Routing. If you and your recipient aren’t directly connected, Layr8 routes through intermediaries. You don’t know or care about the routing topology.
The result: your code is just business logic. The identity and security layer is handled by the infrastructure.
The Gotcha: Allow Lists
There’s one thing that surprises developers new to DIDComm: allow lists.
Each Layr8 node has a policy about who can send it messages. By default, a node won’t accept messages from arbitrary DIDs — the recipient’s node needs to trust the sender’s DID first.
This is a feature, not a bug. It’s the mechanism that makes “deny by default” work. But it means that if you try to send a message to an agent whose node doesn’t have your DID on its allow list, the message won’t be delivered.
For development, this is easy to manage — you add DIDs to your allow list explicitly. For production systems that need to accept messages from arbitrary parties, there are protocols for handling introductions and establishing trust before communicating.

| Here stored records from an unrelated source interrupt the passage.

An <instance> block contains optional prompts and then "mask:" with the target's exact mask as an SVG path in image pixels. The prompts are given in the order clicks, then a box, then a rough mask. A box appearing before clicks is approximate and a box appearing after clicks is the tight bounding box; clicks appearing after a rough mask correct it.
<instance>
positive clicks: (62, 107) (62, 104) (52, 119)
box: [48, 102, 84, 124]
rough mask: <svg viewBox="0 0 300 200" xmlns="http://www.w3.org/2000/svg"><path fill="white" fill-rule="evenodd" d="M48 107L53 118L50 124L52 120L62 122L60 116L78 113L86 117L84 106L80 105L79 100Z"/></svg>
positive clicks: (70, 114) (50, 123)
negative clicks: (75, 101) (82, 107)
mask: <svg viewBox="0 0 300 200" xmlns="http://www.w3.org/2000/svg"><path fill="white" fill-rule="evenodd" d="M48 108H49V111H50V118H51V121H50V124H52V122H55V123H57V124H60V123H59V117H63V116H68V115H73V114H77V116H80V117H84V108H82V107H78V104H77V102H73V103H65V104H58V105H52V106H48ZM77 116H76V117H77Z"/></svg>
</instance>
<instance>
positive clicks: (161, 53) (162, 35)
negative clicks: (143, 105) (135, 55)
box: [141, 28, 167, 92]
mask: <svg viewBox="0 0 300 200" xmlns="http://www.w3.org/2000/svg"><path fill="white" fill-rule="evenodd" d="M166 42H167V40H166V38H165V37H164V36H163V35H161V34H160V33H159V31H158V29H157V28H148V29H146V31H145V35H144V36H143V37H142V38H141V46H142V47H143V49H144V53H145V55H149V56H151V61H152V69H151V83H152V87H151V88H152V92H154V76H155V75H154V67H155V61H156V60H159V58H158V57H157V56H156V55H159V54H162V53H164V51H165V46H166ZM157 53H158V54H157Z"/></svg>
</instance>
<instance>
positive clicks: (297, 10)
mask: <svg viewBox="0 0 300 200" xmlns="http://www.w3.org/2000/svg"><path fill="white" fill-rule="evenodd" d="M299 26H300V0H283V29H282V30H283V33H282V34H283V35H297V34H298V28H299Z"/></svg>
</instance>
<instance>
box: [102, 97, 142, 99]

Think of it like email spam filtering: the infrastructure doesn’t accept messages from everyone. You either have a prior relationship, or you go through a process to establish one.
Getting Started in 15 Minutes
The fastest path to running DIDComm:
# Install the SDK
npm install @layr8/sdk
# Or pip install layr8 for Pythonimport { Layr8 } from "@layr8/sdk";
const agent = new Layr8({
identity: process.env.LAYR8_DID, // Your DID from the developer portal
});
// Send a message to the Layr8 echo agent
const response = await agent.request({
to: "did:web:alice-sandbox.layr8.cloud:echo",
type: "https://layr8.io/protocols/echo/1.0/request",
body: { message: "Hello, DIDComm." },
});
console.log(response.body.message); // "Hello, DIDComm."That’s your first DIDComm round trip. From here, you can:
- Define your own protocol (just a URI and some JSON schemas)
- Connect to other agents on the network
- Host your agent on Layr8 with a persistent DID
The developer portal gives you a sandbox DID and a free tier to experiment with.
The Mental Model to Take Away
DIDComm is what you get when you ask: “What if instead of addressing messages to servers, we addressed them to identities?” Everything else follows from that question.
- Security travels with the message because it’s based on the identities involved, not the network path.
- Protocols compose because they all inherit the same security model.
- Key management simplifies because identity is separated from location.
- Audit trails become meaningful because every message is cryptographically tied to a specific identity.
For developers building AI agents, services that need to interoperate across organizations, or any system where “who sent this and can I trust it” matters — DIDComm is the foundation worth building on.